Feb. 21, 2008 — Every year at about this time the Source runs an article saying that the V.I. Department of Education has, once more, failed to use about $2 million in federal money and it has been returned to the U.S. Treasury.
But not this year — almost all the money available in this category was used in the V.I.
In each of these earlier years per-student figures were cited, usually at about $100 per pupil, showing that the Virgin Islands was far and away the jurisdiction that let the most federal money slip away. All the other fifty-odd jurisdictions under the U.S. flag managed to use more of the federal funds per child than the V.I. did, in each of the last three years. (See, for instance, "Territory Tops List for Unused Federal Education Funds, Yet Again.")
These federal funds do not require a match from local taxpayers; further, they are mostly formula funds, not moneys for which the V.I. school system would have to compete. Most of this money is simply placed on the table with some rules (including a formula that sets the maximum amount available) and all the school systems have to do is to apply for it, spend it appropriately and then account for it. It would all be extra money for the territorial economy and it would make education better for some of the students.
This year, the story is very different. The same table that the U.S. Department of Education releases every year showed, for the fiscal year ending on October 1, 2007, that the V.I. sent back only $2,625, and reverted fewer funds, per student, than anyone else. (The title of the table is "FY 2007 Appropriation Monitoring Report: Discretionary and Formula funds reverted to the U.S. Treasury as of October 1, 2007 by state.")
The mystery: Why did this happen?
In the past, the V.I. Department of Education was never able to give the Source a reason for the non-expenditure of these funds, and now, after weeks of phone calls and emails, it remains silent on what went right this time.
There are potentially plausible reasons for the improvement that do not work. For instance, it is not the new governor, who took office a little over a year ago, or the new commissioner, who came even later, because the commendable change in behavior took place in the period 2001-2003.
Nor is it the contracting firm, Alvarez and Marshall, which has been retained to handle federal education funds for the V.I. — they went to work sometime in 2006.
Non-island sources tell the Source that these are multi-year funds, moneys that must be committed to appropriate activities in the first year or two of the life of the programs (there are several of them) and then spent and accounted for in the following two or three years.
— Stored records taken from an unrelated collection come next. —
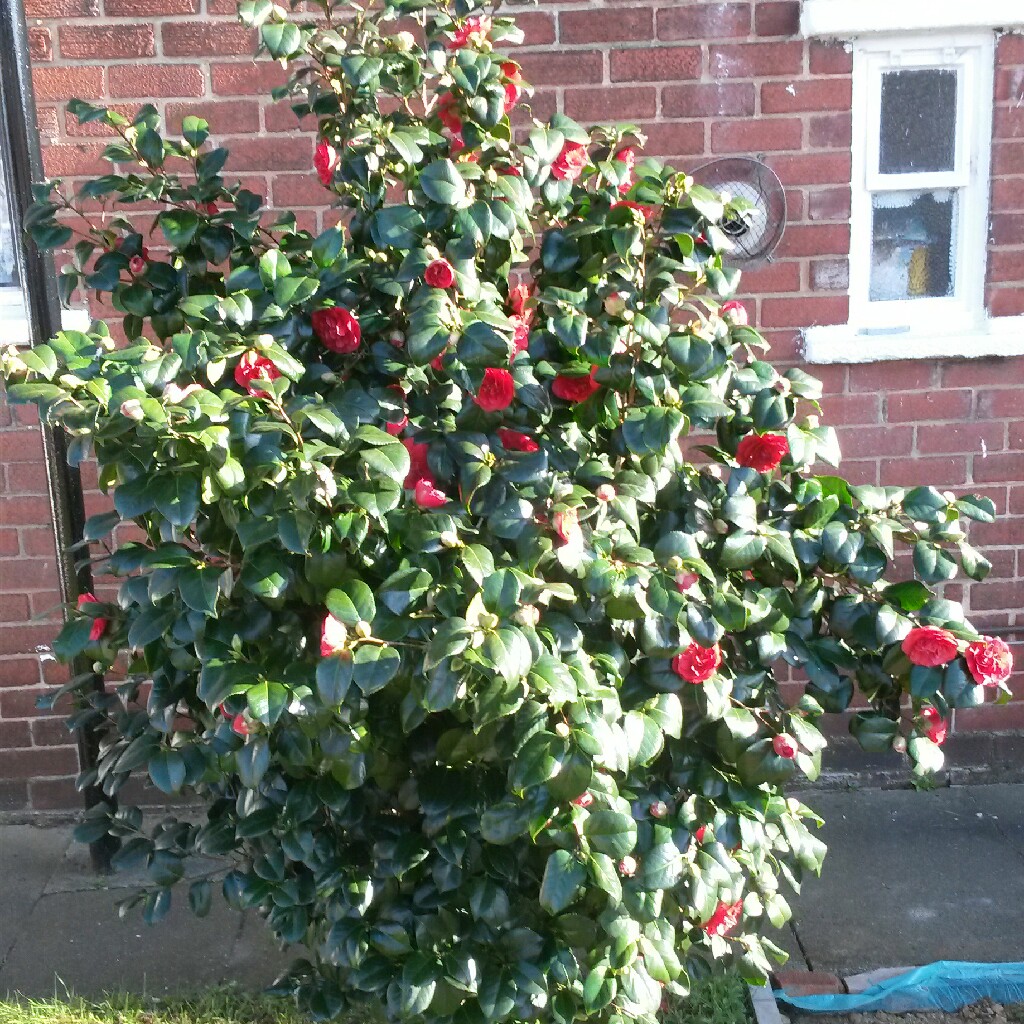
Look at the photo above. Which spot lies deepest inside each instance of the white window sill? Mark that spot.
(14, 326)
(1000, 337)
(848, 18)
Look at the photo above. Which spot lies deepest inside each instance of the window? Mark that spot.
(919, 230)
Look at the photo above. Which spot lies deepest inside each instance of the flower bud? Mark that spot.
(528, 614)
(133, 410)
(614, 304)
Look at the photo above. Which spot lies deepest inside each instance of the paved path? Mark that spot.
(910, 878)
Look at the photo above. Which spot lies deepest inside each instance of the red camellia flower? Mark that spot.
(419, 468)
(574, 388)
(935, 725)
(427, 496)
(725, 919)
(337, 329)
(784, 745)
(253, 368)
(497, 390)
(696, 664)
(326, 161)
(930, 646)
(762, 452)
(734, 312)
(445, 111)
(989, 659)
(566, 525)
(569, 163)
(520, 336)
(514, 441)
(98, 627)
(439, 273)
(473, 31)
(333, 636)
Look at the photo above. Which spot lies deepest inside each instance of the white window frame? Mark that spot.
(922, 328)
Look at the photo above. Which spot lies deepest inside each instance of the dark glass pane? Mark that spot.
(912, 255)
(919, 121)
(8, 265)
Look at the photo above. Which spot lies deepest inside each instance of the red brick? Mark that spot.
(610, 26)
(805, 311)
(156, 80)
(38, 762)
(224, 117)
(780, 18)
(699, 22)
(813, 169)
(67, 83)
(815, 240)
(807, 94)
(941, 472)
(828, 204)
(829, 58)
(763, 135)
(756, 59)
(675, 139)
(538, 28)
(962, 436)
(905, 407)
(708, 99)
(578, 68)
(1006, 301)
(909, 376)
(660, 64)
(148, 8)
(196, 39)
(114, 42)
(247, 79)
(623, 103)
(40, 44)
(851, 409)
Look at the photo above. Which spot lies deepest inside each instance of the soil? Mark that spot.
(985, 1012)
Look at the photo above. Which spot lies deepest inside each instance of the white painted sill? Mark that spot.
(849, 18)
(1003, 336)
(14, 326)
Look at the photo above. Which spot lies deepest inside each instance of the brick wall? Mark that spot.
(702, 79)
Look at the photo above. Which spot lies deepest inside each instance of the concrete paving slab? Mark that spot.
(76, 942)
(29, 858)
(913, 878)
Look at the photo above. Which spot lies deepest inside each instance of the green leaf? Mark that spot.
(374, 667)
(611, 833)
(441, 182)
(563, 875)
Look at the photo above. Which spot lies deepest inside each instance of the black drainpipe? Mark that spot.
(25, 165)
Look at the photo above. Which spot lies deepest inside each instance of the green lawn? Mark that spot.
(718, 1000)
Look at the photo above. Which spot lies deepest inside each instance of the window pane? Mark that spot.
(8, 265)
(919, 121)
(912, 254)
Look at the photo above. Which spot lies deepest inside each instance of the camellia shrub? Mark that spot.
(472, 540)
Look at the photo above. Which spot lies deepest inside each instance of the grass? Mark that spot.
(715, 1000)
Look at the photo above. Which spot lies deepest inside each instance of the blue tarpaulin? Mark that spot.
(945, 985)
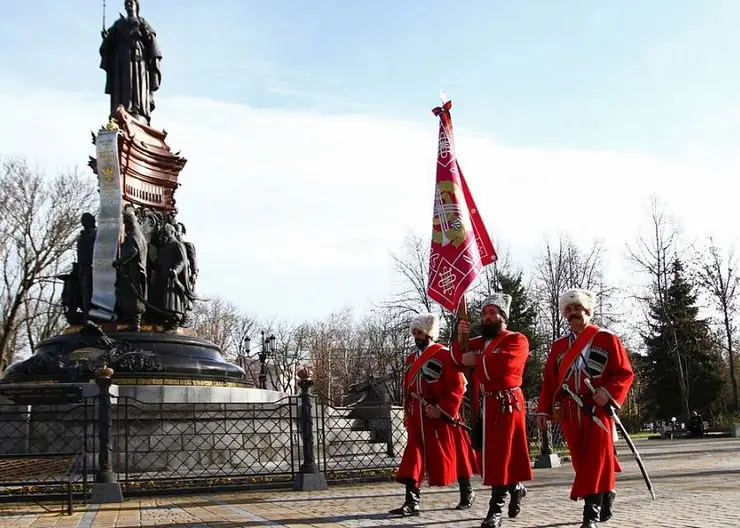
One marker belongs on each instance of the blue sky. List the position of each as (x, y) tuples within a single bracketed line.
[(629, 74), (651, 82)]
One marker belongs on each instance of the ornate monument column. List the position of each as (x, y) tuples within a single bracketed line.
[(128, 296)]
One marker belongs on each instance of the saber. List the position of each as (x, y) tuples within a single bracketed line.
[(588, 410), (609, 408), (445, 415)]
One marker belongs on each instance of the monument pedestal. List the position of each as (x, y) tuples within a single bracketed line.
[(138, 358)]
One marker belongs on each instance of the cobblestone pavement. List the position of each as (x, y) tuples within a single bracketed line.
[(697, 484)]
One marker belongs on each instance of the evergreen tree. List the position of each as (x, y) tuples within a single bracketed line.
[(683, 370)]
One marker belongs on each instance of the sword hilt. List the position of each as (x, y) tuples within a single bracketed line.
[(611, 408)]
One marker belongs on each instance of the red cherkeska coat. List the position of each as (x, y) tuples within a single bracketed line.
[(497, 379), (436, 447), (591, 448)]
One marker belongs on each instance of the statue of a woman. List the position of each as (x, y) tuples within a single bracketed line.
[(130, 57)]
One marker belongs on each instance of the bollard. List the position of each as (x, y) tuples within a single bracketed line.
[(309, 477), (106, 488)]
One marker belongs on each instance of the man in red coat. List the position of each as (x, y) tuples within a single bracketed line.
[(435, 446), (586, 353), (498, 359)]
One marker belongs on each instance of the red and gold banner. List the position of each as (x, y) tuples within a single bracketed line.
[(461, 246)]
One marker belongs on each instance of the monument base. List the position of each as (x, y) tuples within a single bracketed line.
[(310, 482), (547, 461), (138, 358), (105, 493)]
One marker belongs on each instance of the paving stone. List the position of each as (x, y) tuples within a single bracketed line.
[(697, 483)]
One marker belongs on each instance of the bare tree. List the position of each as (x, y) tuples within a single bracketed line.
[(718, 277), (220, 322), (566, 266), (655, 255), (39, 218), (412, 267)]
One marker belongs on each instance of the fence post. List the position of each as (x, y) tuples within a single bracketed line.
[(547, 458), (309, 478), (106, 488)]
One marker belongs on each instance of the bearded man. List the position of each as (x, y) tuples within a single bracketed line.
[(498, 359), (436, 445), (587, 355)]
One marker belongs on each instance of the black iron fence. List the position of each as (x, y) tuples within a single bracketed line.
[(47, 449), (187, 446)]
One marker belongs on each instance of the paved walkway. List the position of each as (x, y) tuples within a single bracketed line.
[(697, 483)]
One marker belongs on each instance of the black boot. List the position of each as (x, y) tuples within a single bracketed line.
[(495, 508), (411, 504), (607, 502), (467, 496), (516, 492), (591, 511)]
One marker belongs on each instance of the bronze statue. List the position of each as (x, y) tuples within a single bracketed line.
[(85, 246), (171, 288), (130, 57), (131, 282), (191, 254)]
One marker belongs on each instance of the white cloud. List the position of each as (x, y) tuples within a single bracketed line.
[(295, 213)]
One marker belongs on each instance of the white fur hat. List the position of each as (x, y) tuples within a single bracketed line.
[(427, 323), (585, 298), (502, 301)]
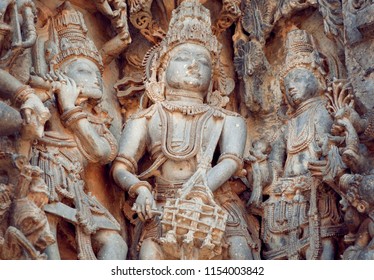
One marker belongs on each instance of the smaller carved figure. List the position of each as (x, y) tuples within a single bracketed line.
[(258, 174), (15, 42), (77, 135), (301, 218), (24, 232), (116, 11), (253, 67)]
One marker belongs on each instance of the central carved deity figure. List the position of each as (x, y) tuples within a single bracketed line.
[(182, 131)]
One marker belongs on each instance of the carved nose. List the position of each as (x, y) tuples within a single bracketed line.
[(193, 65)]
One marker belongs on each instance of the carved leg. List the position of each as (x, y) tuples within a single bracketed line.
[(110, 244), (239, 249), (150, 250), (52, 251)]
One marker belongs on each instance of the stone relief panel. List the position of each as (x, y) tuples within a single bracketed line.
[(186, 129)]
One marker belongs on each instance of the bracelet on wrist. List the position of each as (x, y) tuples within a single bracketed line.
[(133, 189), (73, 115), (22, 94)]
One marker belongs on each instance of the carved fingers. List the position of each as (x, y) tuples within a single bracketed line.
[(145, 206)]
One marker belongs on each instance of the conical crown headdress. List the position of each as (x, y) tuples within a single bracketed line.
[(301, 52), (68, 34), (190, 22)]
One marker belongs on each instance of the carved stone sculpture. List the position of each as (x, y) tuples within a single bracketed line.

If the money is not committed to an appropriate educational goal it lingers in limbo for several years before it is returned to the Treasury.
One small batch of money not used, this time around $1,700, was from a fiscal year '02 program for improving literacy through the school libraries; this had been aimed to the Education Department.
The other small sum, not used, for $925, was in the drug-free school program and had been routed through then-Gov. Charles Turnbull's office. These were FY 2001 funds.
But millions of other federal education funds — the Source does not have that number — were fully used by the V.I. school system — in some mysterious way. The significant decisions and actions thus apparently took place in fiscal years 2001 through 2003.
Meanwhile, another statistical measure has appeared this year — the extent to which No Child Left Behind funds were used. This is a new federal educational support system, and operates under different guidelines than the programs described above.
The V.I. and the Northern Mariana Islands were the only two jurisdictions to spend 100 percent of the moneys allocated, with American Samoa and Georgia leaving behind one dollar each. Nationwide, approximately $80 million was reverted to the Treasury in each of the two sets of programs, the newer NCLB program and the older group of grant programs.
About a year from now the Source will again examine exactly the same federal documents to see if the utilization rates reported then indicate a continuation of the current high utilization of these funds, or a reversion to the old pattern.
And if the Source secures any explanation from the V.I. Education Department about what happened to these funds, it will pass it along.